New York City is working aggressively to reduce its carbon footprint – banning heavy fuel oils, promoting solar energy, building bike paths, and requiring large buildings to report their annual water and energy use, among many other initiatives. And while significant progress is being made, a new report suggests that the city still has a long way to go. 

The commercial real estate blog Commercial Cafe has ranked the nation’s 40 most sustainably powered cities. New York, at #40, barely made the cut. Sustainability has a decidedly westward tilt – with Seattle, San Francisco, Oakland and Portland leading the way, followed by Boston, Minneapolis, Boulder, Colorado, and Washington, D.C. 

The study is based on data from various sources, including the Census Bureau, U.S. Energy Information Administration, and the Carbon Disclosure Project. The rankings take into account such factors as carbon-dioxide emissions, coal usage, nuclear power, solar power, geothermal, wind and hydro power, as well as such green practices as a city’s walkability and the number of electric vehicle charging stations and bike lanes. 

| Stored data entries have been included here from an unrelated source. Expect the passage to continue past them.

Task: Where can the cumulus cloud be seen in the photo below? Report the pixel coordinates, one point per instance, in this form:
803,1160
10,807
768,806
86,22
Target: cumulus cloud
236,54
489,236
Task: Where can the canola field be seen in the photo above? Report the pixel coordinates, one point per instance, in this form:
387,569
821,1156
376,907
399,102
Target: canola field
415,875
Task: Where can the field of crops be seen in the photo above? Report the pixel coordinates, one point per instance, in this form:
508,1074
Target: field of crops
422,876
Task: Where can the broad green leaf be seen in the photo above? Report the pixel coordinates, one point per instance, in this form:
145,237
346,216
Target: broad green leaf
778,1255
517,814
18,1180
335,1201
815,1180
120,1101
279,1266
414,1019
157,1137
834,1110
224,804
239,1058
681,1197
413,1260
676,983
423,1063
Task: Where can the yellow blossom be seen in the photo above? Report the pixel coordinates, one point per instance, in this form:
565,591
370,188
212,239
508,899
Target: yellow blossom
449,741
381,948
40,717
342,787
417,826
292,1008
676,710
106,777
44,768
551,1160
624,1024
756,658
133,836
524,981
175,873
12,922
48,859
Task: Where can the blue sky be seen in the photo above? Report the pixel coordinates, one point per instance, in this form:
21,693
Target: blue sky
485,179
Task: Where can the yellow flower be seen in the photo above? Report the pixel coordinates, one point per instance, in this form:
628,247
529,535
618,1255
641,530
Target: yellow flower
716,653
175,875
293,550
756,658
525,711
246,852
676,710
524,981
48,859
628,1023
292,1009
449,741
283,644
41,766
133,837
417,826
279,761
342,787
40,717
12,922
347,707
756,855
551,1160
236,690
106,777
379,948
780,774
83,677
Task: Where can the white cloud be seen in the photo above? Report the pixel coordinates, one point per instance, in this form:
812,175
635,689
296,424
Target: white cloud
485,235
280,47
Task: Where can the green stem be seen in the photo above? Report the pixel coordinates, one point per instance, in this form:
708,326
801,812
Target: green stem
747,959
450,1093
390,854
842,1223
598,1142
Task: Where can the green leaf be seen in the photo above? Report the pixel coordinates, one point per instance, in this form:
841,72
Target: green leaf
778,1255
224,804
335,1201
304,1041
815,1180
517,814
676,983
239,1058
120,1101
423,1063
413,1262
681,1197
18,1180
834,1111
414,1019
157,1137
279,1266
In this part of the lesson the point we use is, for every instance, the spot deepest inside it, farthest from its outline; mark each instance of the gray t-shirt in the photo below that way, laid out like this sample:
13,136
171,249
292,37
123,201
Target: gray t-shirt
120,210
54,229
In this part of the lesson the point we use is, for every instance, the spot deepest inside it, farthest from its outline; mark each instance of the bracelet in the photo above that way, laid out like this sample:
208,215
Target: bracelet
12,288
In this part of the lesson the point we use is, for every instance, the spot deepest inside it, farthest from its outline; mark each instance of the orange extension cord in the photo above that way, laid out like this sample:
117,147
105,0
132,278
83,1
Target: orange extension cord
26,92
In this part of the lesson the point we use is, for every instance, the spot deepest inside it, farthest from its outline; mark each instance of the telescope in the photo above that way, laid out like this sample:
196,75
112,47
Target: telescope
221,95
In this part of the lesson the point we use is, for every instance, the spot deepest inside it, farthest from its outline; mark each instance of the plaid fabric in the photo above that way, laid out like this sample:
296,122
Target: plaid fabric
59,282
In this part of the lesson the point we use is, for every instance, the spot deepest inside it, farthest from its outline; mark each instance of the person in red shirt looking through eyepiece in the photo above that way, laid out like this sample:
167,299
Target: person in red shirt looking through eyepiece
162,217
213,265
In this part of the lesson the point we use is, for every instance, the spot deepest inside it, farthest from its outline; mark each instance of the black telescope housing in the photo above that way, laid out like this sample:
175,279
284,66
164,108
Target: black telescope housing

The report’s authors don’t mince words about the challenges facing New York City: “The vulnerabilities of New York’s aging infrastructure have become impossible to ignore. A recent report published by the Center for an Urban Future details the outstanding issues that hobble the Big Apple’s efforts towards greener energy. For example, the city’s outdated and leak-prone water delivery system causes an estimated loss of roughly 24 percent of the city water flow to the end-consumer. NYC is increasingly reliant on natural gas for heat and electricity. Con Edison and National Grid operate and manage some of the oldest gas distribution networks in the country – their combined 6,300 miles of gas mains that serve the five boroughs are between 53 and 57 years old on average, and experienced roughly 5,800 leaks in 2012.”